In his newsletter, Murphy said the debate had gotten out of hand.

“The turmoil of these last two months is not in the best interests of the CSA, Inc.,” Murphy said. “There is too much misinformation being circulated.”

As a result, Murphy said he has decided to put aside the plan for the organization’s future that a committee was drafting.

“I feel a cooling off period is necessary to allow the newly elected team … to independently develop and implement future actions,” Murphy said in the letter.

His comments came after a group of collectors opposed to plans to refocus the organization’s direction secured places on the ballot.

“The mid-year [meeting] in Asheville will hopefully be a time for healing, fellowship, networking and, of course, the dealer bourse and presentations,” he concluded.

Murphy said he plans to step down as president at the Asheville session but plans to remain on the board of trustees.

CSA trustee Maurice Bursey of Chapel Hill, N.C., told Linn’s that some collectors were deeply troubled by the Charleston murders.

“We are so appalled by what happened in Charleston,” said Bursey, a retired chemistry professor.

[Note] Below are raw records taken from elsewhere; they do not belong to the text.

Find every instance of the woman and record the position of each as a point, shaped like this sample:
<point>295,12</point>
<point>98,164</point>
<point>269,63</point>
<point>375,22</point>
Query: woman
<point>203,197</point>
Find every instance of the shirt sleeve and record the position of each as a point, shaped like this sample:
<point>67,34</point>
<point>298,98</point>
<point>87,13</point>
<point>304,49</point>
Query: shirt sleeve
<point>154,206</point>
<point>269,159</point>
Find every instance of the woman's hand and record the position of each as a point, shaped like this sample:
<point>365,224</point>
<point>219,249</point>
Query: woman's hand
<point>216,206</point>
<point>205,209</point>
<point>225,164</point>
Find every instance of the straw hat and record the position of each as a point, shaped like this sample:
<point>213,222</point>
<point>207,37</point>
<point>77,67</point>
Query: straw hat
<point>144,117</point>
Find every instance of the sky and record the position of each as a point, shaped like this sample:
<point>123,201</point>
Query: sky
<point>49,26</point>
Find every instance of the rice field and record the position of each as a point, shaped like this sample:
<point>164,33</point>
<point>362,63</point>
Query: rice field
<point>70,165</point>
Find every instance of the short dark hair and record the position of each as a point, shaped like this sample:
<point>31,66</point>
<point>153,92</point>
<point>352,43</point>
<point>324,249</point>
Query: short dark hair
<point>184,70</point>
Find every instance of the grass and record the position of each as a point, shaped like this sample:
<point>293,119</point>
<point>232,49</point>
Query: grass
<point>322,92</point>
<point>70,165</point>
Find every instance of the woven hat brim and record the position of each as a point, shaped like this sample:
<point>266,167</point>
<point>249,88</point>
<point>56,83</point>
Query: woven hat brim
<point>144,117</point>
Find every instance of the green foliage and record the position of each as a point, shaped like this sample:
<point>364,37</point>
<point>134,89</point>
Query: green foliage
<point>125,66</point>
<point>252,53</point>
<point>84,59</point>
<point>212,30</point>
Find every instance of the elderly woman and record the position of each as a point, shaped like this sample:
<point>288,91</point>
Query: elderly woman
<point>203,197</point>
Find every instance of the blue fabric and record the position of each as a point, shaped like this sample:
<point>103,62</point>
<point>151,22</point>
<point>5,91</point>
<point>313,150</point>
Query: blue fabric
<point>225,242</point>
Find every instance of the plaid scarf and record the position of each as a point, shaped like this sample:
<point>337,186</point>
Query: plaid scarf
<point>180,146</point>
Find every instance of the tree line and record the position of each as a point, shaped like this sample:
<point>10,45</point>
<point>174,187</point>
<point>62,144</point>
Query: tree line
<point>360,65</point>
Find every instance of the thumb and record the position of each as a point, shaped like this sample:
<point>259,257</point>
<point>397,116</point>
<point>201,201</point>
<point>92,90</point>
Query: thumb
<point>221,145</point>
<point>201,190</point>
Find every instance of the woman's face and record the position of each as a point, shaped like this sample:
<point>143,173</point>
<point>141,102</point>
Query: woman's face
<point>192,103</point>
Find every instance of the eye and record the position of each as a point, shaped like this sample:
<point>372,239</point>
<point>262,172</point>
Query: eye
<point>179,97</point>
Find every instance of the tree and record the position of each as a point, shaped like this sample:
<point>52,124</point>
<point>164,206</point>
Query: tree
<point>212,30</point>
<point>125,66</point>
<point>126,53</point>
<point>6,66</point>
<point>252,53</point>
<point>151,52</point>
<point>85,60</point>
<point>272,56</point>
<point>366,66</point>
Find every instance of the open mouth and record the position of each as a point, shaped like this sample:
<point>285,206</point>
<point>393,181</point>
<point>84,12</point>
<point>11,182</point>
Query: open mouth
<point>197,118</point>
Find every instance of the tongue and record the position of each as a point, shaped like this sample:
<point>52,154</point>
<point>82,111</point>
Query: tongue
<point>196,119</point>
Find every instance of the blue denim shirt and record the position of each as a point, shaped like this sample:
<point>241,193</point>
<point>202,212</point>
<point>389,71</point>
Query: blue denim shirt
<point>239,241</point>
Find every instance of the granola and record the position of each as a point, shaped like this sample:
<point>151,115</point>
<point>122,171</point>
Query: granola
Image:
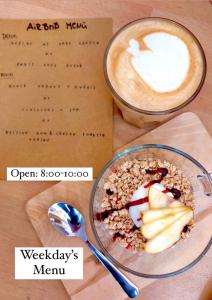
<point>123,181</point>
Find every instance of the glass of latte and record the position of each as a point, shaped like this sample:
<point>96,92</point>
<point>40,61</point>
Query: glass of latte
<point>154,67</point>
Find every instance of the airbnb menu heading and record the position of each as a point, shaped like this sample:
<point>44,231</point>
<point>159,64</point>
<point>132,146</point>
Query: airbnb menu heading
<point>55,107</point>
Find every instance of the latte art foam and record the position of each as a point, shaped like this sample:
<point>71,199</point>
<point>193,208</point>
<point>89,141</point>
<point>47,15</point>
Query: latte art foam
<point>155,65</point>
<point>164,65</point>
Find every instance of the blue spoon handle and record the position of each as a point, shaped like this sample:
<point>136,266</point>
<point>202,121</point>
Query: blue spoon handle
<point>131,290</point>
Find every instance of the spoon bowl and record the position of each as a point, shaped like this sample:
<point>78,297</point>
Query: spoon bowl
<point>70,222</point>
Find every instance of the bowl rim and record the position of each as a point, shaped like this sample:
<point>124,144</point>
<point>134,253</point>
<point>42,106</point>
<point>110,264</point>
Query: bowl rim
<point>91,213</point>
<point>151,112</point>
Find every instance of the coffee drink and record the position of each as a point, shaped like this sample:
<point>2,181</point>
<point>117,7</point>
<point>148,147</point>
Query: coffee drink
<point>154,65</point>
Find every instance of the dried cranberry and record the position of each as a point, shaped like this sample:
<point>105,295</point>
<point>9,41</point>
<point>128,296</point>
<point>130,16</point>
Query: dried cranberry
<point>186,229</point>
<point>176,193</point>
<point>150,171</point>
<point>109,192</point>
<point>162,171</point>
<point>114,170</point>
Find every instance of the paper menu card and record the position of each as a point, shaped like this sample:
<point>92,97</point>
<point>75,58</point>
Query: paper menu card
<point>56,110</point>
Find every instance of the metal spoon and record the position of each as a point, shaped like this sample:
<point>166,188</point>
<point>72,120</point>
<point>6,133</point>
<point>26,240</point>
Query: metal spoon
<point>70,222</point>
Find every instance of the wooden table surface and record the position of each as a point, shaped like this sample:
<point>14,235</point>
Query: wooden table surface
<point>16,229</point>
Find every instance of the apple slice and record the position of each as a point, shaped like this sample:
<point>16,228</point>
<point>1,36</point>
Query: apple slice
<point>157,198</point>
<point>176,203</point>
<point>170,235</point>
<point>149,230</point>
<point>154,214</point>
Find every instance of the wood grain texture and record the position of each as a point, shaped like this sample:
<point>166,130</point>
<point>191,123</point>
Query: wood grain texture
<point>15,228</point>
<point>185,132</point>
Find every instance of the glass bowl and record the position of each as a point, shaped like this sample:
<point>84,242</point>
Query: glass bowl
<point>185,253</point>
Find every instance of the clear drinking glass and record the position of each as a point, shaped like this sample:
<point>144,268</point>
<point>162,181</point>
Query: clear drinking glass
<point>133,114</point>
<point>186,253</point>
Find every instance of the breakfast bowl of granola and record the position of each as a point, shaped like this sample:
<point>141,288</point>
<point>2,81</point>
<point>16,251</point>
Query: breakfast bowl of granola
<point>150,210</point>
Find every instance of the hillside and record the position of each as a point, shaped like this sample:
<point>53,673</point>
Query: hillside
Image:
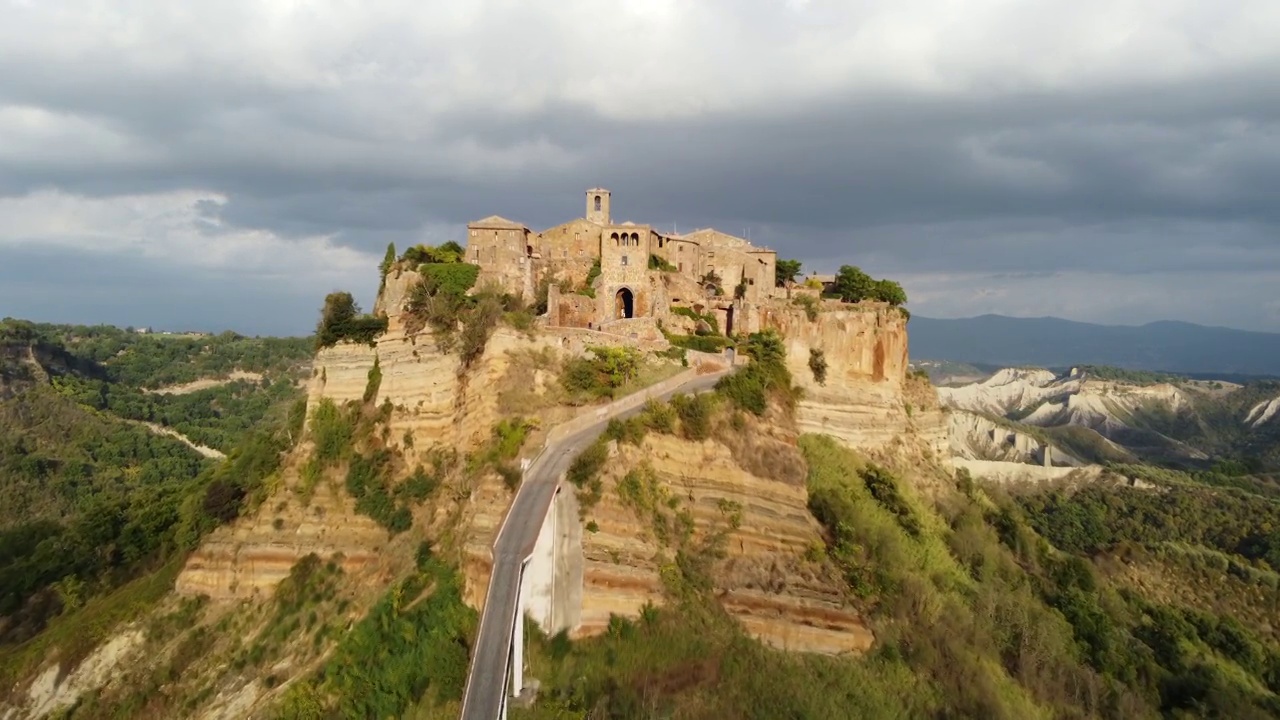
<point>1052,342</point>
<point>1104,414</point>
<point>96,475</point>
<point>794,543</point>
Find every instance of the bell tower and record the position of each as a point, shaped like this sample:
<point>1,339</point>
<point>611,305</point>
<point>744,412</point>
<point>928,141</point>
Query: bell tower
<point>598,205</point>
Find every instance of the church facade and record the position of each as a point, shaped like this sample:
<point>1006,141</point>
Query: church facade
<point>625,277</point>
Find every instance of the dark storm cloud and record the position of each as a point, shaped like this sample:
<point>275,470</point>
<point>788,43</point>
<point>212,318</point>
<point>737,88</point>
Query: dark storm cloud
<point>997,181</point>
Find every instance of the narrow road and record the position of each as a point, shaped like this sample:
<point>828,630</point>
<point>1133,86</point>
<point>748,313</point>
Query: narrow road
<point>487,682</point>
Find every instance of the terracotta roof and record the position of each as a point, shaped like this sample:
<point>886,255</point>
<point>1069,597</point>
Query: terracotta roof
<point>497,222</point>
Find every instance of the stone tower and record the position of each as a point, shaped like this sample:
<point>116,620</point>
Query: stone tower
<point>598,205</point>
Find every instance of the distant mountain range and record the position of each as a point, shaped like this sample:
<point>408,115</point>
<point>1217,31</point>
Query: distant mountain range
<point>1054,342</point>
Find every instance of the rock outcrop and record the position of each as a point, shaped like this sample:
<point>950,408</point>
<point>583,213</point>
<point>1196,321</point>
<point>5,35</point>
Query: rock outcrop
<point>864,399</point>
<point>763,578</point>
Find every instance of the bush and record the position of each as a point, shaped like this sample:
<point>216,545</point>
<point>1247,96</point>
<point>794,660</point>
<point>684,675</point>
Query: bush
<point>608,369</point>
<point>809,304</point>
<point>375,381</point>
<point>767,374</point>
<point>588,286</point>
<point>695,414</point>
<point>588,465</point>
<point>476,328</point>
<point>449,278</point>
<point>332,432</point>
<point>854,286</point>
<point>709,318</point>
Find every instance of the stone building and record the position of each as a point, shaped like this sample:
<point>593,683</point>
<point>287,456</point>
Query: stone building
<point>641,273</point>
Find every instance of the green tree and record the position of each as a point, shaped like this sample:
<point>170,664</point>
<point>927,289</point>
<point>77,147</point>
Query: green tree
<point>890,291</point>
<point>388,260</point>
<point>786,270</point>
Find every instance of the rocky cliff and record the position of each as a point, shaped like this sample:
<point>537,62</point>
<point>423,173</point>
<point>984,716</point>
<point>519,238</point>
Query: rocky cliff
<point>865,400</point>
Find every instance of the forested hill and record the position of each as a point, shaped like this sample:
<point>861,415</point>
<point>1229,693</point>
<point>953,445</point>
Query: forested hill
<point>1052,342</point>
<point>91,491</point>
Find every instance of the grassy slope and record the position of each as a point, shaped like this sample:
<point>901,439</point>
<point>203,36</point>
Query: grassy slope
<point>977,616</point>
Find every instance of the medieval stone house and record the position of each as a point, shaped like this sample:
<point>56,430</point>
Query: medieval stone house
<point>707,270</point>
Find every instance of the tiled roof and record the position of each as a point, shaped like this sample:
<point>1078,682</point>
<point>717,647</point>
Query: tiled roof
<point>497,222</point>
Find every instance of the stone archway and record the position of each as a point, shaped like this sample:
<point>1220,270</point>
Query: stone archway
<point>624,304</point>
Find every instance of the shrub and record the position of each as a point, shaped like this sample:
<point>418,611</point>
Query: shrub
<point>588,286</point>
<point>332,432</point>
<point>588,464</point>
<point>818,365</point>
<point>375,381</point>
<point>709,318</point>
<point>695,414</point>
<point>449,278</point>
<point>809,304</point>
<point>608,369</point>
<point>767,374</point>
<point>476,328</point>
<point>658,263</point>
<point>341,319</point>
<point>853,286</point>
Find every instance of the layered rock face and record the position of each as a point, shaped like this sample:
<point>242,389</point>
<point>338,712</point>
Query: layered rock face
<point>433,405</point>
<point>764,579</point>
<point>248,557</point>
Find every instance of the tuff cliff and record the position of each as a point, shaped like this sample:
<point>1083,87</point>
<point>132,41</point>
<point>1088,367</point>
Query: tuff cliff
<point>766,570</point>
<point>764,579</point>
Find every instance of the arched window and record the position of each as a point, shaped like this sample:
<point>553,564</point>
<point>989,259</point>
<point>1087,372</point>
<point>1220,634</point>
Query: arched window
<point>624,304</point>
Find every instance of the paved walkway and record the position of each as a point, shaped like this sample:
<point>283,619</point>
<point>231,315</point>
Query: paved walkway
<point>488,678</point>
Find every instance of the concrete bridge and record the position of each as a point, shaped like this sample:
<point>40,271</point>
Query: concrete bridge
<point>538,554</point>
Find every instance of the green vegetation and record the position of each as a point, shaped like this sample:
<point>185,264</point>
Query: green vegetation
<point>440,300</point>
<point>854,286</point>
<point>976,613</point>
<point>659,263</point>
<point>785,272</point>
<point>90,501</point>
<point>810,305</point>
<point>818,365</point>
<point>709,318</point>
<point>446,254</point>
<point>588,286</point>
<point>585,473</point>
<point>1097,518</point>
<point>600,376</point>
<point>764,377</point>
<point>341,320</point>
<point>700,343</point>
<point>387,265</point>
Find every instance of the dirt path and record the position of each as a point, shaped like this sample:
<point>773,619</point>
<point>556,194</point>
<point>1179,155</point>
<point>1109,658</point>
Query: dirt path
<point>163,431</point>
<point>205,383</point>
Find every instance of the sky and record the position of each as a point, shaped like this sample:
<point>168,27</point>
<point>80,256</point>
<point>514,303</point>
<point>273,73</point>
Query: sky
<point>223,164</point>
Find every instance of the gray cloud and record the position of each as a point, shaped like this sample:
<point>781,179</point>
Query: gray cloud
<point>1014,153</point>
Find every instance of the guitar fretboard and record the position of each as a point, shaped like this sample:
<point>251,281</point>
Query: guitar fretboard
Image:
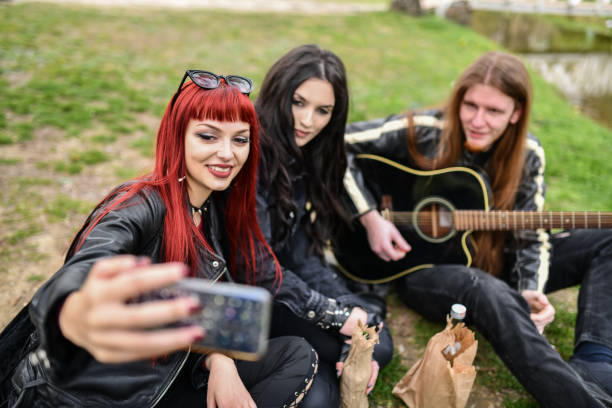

“We don’t want anything to do with the flag … [or] to give any more glory to that sick kid,” he said, referring to the 21-year-old white man charged with the murders.

“I made a statement to the rest of the trustees, if the flag stays, I go,” Bursey told Linn’s.

Other CSA members told Linn’s they are furious over what collector and dealer Chuck Hanselmann of Yorktown, Va., described as the efforts “of certain groups to dismantle the organization.”

“It is bizarre,” Hanselmann said, adding that CSA members are calling each other over the issue “screaming and yelling.”

“There was never any thought of dismantling or dissolving the organization,” Murphy said. “The Trustees have a fiduciary responsibility to guard the corporate assets, not to give them away.”

Hanselmann and three others announced they would run for election to CSA offices, with an aim to keep the organization focused on the Confederacy.

“I would like to keep the society as it is,” said Brian Green, a Kernersville, N.C., collector.

“This has nothing to do with philately,” he said, an apparent reference to the moves being made by political leaders in a number of states to remove Confederate symbols from places of public display.

“You can’t erase history,” Green said.

Hanselmann, a leader of those opposed to changing the CSA, offered an explanation for the president’s change.

“Rich Murphy greatly underestimated the reaction of the membership,” Hanselmann said. “He now realized that the cat is out of the bag and the overall feeling is strongly against such a change.

“He will wisely step aside to let the newly elected trustees and president deal with the organization,” said the Yorktown, Va., collector.

“I have never seen an action raise the blood pressure of an entire group of people like this in my life,” Hanselmann said.